[avr-chat] Re: EEprom Read on Tiny13

[Wouter van Gulik]

> Date: Mon, 22 Oct 2007 09:47:02 +0200
> From: Robert von Knobloch <address@hidden>
> Subject: [avr-chat] EEprom Read on Tiny13
> To: address@hidden
> Message-ID: <address@hidden>
> Content-Type: text/plain; charset=UTF-8
>
> I have solved my problem reading the EEPROM. Here is the answer in case
> it helps anyone.
> The library functions, defined in "avr-libc-1.4.6/libc/misc/eeprom.S"
> always write a 16-Bit address to the EEAR register. This is expressly
> forbidden in the Tiny13 datasheet and is the cause of my problems.
> My solution was to edit eeprom.S and recompile avr-libc with the
> following amendments (starred):
>
>   
This breaks the current eeprom indeed.
However I don see a reason why we need the EEARH to be explicitly 
defined?

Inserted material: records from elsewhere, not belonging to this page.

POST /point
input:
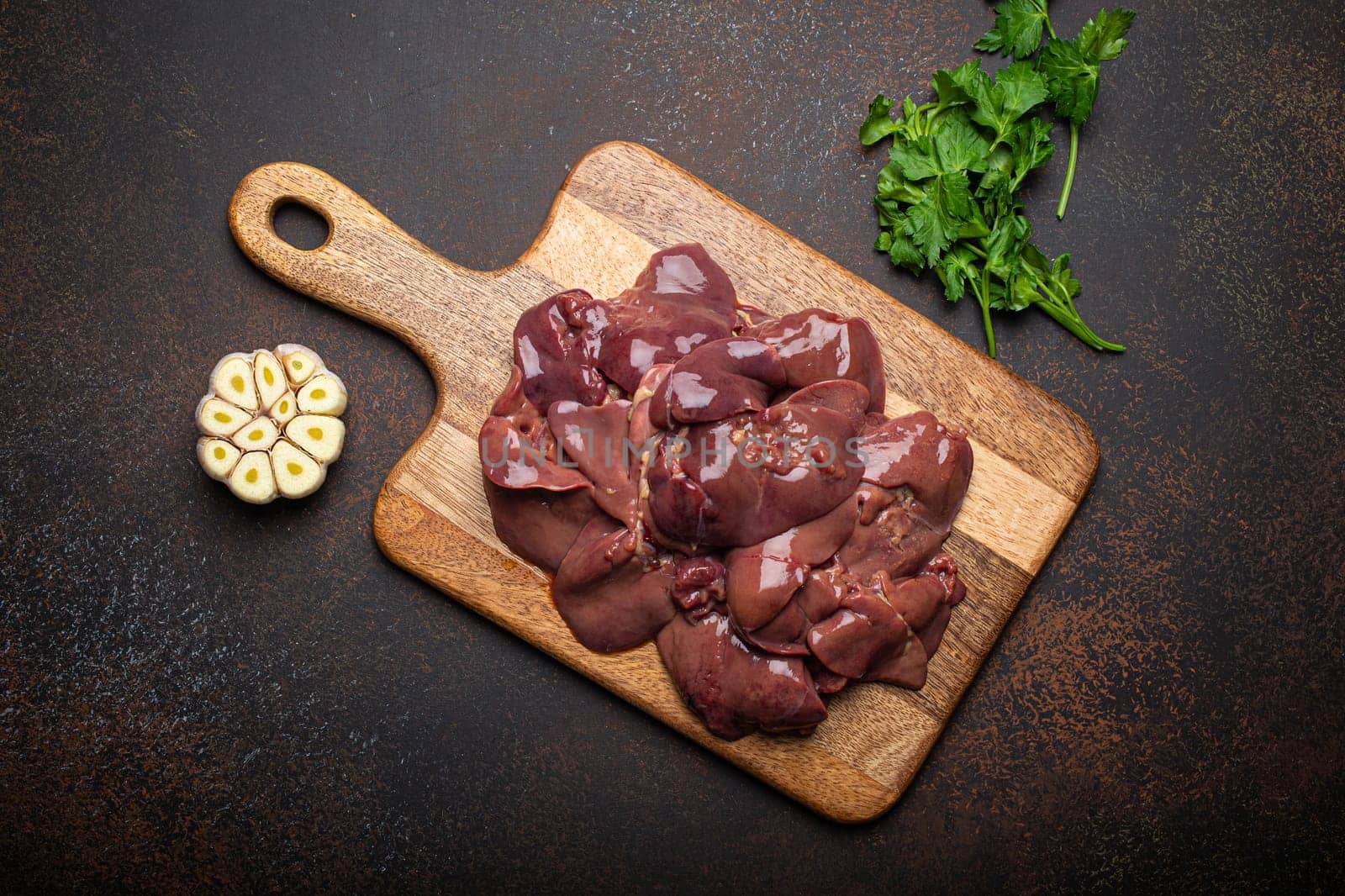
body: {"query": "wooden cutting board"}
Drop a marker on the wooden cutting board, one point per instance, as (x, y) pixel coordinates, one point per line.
(1033, 458)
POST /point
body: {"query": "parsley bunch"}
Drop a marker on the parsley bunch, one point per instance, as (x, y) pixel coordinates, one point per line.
(1071, 67)
(948, 197)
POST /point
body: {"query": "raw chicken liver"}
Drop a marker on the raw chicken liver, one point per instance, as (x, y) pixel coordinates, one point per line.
(725, 483)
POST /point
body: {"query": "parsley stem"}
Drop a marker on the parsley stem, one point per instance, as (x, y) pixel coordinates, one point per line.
(984, 298)
(1069, 172)
(1051, 30)
(1075, 324)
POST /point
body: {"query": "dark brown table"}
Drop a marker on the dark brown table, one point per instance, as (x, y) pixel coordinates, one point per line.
(199, 693)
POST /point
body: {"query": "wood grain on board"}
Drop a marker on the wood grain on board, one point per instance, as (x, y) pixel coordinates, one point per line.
(1033, 458)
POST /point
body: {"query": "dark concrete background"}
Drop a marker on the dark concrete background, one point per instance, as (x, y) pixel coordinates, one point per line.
(199, 693)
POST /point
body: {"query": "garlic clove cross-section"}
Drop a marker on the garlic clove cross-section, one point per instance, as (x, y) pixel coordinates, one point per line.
(217, 417)
(298, 475)
(217, 456)
(323, 394)
(271, 378)
(300, 362)
(319, 436)
(252, 478)
(259, 435)
(233, 381)
(284, 409)
(253, 398)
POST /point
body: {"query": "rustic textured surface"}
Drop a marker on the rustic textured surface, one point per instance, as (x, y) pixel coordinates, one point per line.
(198, 693)
(1035, 458)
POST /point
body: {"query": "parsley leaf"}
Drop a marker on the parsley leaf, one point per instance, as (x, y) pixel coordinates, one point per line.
(1017, 30)
(948, 197)
(878, 124)
(1103, 37)
(1015, 91)
(1071, 78)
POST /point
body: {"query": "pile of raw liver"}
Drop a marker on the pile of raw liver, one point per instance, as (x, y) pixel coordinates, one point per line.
(694, 472)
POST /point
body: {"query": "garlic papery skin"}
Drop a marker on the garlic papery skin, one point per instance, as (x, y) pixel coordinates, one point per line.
(253, 398)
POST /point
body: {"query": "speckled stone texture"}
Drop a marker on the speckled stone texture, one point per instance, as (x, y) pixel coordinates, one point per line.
(197, 693)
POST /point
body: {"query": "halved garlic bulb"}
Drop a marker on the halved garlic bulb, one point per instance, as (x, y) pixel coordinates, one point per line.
(253, 398)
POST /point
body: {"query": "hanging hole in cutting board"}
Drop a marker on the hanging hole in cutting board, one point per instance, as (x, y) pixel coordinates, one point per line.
(300, 226)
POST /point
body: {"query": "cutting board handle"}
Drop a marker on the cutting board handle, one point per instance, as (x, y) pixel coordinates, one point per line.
(367, 266)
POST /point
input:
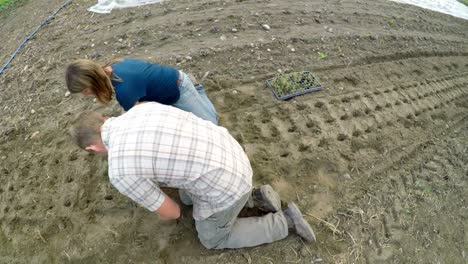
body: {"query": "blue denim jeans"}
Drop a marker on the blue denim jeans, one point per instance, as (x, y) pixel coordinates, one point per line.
(194, 99)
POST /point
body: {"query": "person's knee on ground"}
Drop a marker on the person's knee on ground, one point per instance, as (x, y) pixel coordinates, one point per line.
(185, 197)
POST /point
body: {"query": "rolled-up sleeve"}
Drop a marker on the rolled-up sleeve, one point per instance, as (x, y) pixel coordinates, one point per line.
(141, 190)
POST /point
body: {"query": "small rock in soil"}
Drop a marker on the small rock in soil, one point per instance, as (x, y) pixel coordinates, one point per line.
(346, 176)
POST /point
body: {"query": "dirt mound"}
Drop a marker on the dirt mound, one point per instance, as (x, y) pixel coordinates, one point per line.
(376, 160)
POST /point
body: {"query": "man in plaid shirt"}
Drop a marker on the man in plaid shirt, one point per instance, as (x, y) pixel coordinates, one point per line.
(155, 145)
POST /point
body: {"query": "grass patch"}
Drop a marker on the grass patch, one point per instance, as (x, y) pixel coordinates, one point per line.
(4, 4)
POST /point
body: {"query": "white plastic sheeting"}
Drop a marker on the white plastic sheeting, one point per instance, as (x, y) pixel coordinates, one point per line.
(106, 6)
(451, 7)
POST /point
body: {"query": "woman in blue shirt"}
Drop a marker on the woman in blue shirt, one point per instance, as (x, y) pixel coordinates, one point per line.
(134, 81)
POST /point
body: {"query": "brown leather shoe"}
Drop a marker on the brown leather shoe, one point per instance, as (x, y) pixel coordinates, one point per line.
(299, 224)
(266, 199)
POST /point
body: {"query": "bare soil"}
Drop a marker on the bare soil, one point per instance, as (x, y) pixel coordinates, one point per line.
(377, 160)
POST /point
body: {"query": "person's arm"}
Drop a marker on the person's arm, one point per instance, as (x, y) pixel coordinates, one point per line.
(169, 210)
(146, 193)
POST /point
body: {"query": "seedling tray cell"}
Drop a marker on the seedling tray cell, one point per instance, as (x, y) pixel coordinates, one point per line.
(290, 85)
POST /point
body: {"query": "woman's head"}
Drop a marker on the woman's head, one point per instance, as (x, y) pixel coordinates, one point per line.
(89, 78)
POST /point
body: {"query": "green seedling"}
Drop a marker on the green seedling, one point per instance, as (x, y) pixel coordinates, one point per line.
(293, 82)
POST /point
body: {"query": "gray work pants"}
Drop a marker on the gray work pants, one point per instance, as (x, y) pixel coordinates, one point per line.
(225, 230)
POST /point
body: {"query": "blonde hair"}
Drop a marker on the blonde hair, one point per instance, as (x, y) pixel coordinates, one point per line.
(83, 73)
(86, 128)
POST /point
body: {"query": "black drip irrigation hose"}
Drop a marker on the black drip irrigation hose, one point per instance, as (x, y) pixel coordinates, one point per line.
(32, 35)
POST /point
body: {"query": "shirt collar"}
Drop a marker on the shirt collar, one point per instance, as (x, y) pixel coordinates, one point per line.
(105, 132)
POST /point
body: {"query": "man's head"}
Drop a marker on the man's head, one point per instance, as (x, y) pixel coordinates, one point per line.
(86, 131)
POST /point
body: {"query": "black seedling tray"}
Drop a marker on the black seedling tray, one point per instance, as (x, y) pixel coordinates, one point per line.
(294, 84)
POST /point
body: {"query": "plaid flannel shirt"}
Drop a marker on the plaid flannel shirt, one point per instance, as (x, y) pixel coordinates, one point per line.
(156, 145)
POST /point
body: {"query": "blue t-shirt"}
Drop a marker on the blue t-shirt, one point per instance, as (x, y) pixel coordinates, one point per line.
(144, 81)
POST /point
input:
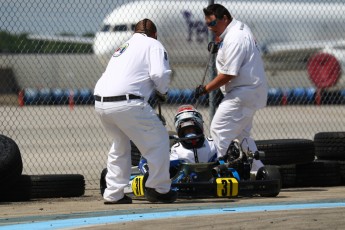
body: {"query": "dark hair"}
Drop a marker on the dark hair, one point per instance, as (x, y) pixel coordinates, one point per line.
(217, 10)
(146, 26)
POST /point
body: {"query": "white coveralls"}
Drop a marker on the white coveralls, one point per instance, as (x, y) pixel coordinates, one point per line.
(138, 67)
(206, 153)
(239, 55)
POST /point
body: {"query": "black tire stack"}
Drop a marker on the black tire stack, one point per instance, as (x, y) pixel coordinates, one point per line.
(17, 187)
(307, 163)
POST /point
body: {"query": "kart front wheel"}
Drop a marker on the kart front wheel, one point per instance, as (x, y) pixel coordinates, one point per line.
(269, 172)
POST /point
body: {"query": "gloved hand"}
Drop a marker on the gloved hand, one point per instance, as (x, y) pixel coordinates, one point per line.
(199, 91)
(213, 47)
(162, 98)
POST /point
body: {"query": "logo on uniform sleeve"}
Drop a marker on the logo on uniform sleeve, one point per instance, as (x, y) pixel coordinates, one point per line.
(120, 50)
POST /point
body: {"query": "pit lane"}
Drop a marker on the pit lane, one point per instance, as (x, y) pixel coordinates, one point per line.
(294, 208)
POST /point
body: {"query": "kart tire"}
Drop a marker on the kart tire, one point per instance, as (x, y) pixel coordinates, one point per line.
(288, 175)
(269, 172)
(135, 154)
(330, 145)
(286, 151)
(11, 165)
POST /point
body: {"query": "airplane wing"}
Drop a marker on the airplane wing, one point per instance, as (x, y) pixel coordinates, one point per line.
(73, 39)
(292, 55)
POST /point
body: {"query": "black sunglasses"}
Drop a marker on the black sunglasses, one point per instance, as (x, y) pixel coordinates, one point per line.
(212, 23)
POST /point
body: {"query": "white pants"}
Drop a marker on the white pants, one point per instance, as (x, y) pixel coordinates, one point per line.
(134, 120)
(233, 120)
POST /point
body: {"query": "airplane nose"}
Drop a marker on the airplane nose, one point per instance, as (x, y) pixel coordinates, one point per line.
(105, 43)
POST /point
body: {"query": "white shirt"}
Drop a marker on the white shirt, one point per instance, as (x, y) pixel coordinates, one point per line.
(137, 67)
(206, 153)
(239, 55)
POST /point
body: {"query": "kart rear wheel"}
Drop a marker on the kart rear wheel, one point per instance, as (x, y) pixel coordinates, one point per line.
(269, 172)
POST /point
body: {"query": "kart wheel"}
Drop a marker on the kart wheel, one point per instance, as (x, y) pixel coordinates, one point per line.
(269, 172)
(135, 154)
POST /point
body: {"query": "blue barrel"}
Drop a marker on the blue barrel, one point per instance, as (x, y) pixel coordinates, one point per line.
(310, 95)
(31, 96)
(342, 96)
(187, 96)
(59, 97)
(298, 96)
(45, 96)
(274, 96)
(174, 96)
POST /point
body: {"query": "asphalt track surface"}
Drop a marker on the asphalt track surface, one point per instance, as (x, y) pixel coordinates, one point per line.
(293, 208)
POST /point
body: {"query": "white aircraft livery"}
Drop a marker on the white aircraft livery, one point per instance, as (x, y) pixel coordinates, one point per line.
(291, 35)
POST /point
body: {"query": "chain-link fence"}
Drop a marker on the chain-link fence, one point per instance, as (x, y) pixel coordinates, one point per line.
(53, 52)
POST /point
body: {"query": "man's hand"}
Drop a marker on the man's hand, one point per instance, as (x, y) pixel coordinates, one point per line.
(199, 91)
(162, 98)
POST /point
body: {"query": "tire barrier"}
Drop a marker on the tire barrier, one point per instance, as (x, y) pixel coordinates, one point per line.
(286, 151)
(17, 187)
(330, 145)
(276, 96)
(29, 187)
(11, 165)
(318, 173)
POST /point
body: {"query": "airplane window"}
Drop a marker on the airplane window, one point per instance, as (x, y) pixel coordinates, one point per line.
(120, 28)
(133, 27)
(105, 28)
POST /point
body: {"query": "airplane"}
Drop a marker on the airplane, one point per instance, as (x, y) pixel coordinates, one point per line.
(292, 35)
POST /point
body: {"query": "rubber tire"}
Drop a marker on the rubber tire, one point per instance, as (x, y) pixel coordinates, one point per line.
(11, 165)
(271, 173)
(19, 191)
(288, 175)
(57, 185)
(286, 151)
(330, 145)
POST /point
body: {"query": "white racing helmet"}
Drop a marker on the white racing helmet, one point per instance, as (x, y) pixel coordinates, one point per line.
(189, 127)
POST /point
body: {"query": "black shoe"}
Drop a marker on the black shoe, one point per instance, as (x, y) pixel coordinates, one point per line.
(153, 196)
(124, 200)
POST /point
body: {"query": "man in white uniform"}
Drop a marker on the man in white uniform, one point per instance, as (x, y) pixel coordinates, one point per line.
(241, 78)
(137, 67)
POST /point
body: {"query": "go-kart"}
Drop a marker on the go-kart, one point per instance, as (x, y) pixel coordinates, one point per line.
(228, 177)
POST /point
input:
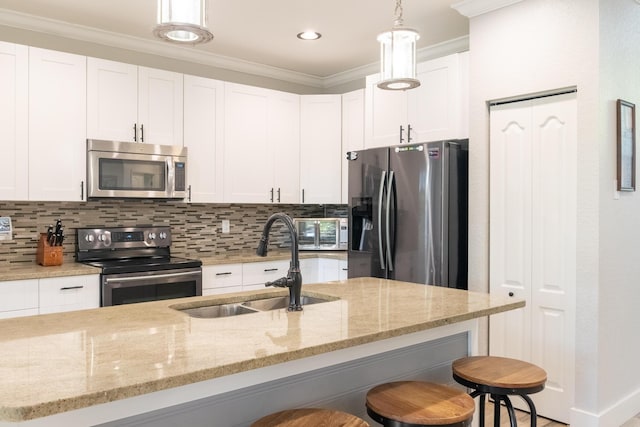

Unless it's undefined by mistake.
> ........
> #define _EELABEL(x) CONCAT1(__,CONCAT1(x, CONCAT1
> (_,__EEPROM_REG_LOCATIONS__)))
>
> /* the same library is used for 2313 and 8515 for now -
>    I hope writing 0 to non-existent EEARH doesn't hurt... */
>
> /* AVR Data sheet fot ATTiny13 forbids writing to this reserved address
> - RvK */ 
> /* Therefore comment out the next 3 lines ******* This may break other
> devices ******* */
>
> // #ifndef EEARH
> // #define EEARH (EEARL+1)
> // #endif
>
>
> #ifdef L_eeprom_read_byte
> /* read one byte from EEPROM.
>    addr = r26:r27, result = __tmp_reg__
>    Post increment r26:r27.  */
>
>     .section .text.eeprom, "ax", @progbits
>     .global _EELABEL(eeprom_read_byte)
>
> _EELABEL(eeprom_read_byte):
>     sbic    _SFR_IO_ADDR(EECR), EEWE
>     rjmp    _EELABEL(eeprom_read_byte)    /* make sure EEPROM is ready */
> #ifdef EEARH
>     out    _SFR_IO_ADDR(EEARH),r27
> #endif
>     out    _SFR_IO_ADDR(EEARL),r26
>     sbi    _SFR_IO_ADDR(EECR), EERE
> //    adiw    r26,1 /* Increment x register */ /* ******* Wrong place
> for the address increment -RvK ******* */
>     in    __tmp_reg__, _SFR_IO_ADDR(EEDR)
>     ret
> #endif /* L_eeprom_read_byte */
>
>   
This might seems wrong if optimizing for speed. But it is smaller when 
using read word and read block in the same time project, and there is no 
penalty using just one of them.

There is however a small win to make. Now the actual copying from 
zero_reg to a usable register is done using in the header file as a part 
of a block assembler.
We could do an assembler instruction in the header file like this:

call  eeprom_read_byte
in    result, _SFR_IO_ADDR(EEDR)

Where result would be assigned by the compiler. This replaces the __tmp_reg__ move and 
the "in __tmp_reg__ , SFR_IO_ADDR(EEDR)" could be gone from the assembler file 
saving one instruction.
This would (in some/most? cases) eliminate the extra move from __tmp_reg__ to a 
compiler usable location. This could save a cycle per eeprom_read_byte call! It 
would also enable us to make eeprom_read_word return data as a real C function 
(returning in r24:r25) at no extra cost.
But it would cost us one instruction extra in eeprom_read_block.
And it's not so elegant to do the read of EEDR after the call is done. But I 
think it could work.

Down side is that this is smaller only when we can use in/out instructions on 
EE registers. If atmel ever decides to move the EE register out of the in/out 
range then we have a serious problem.

HTH

Wouter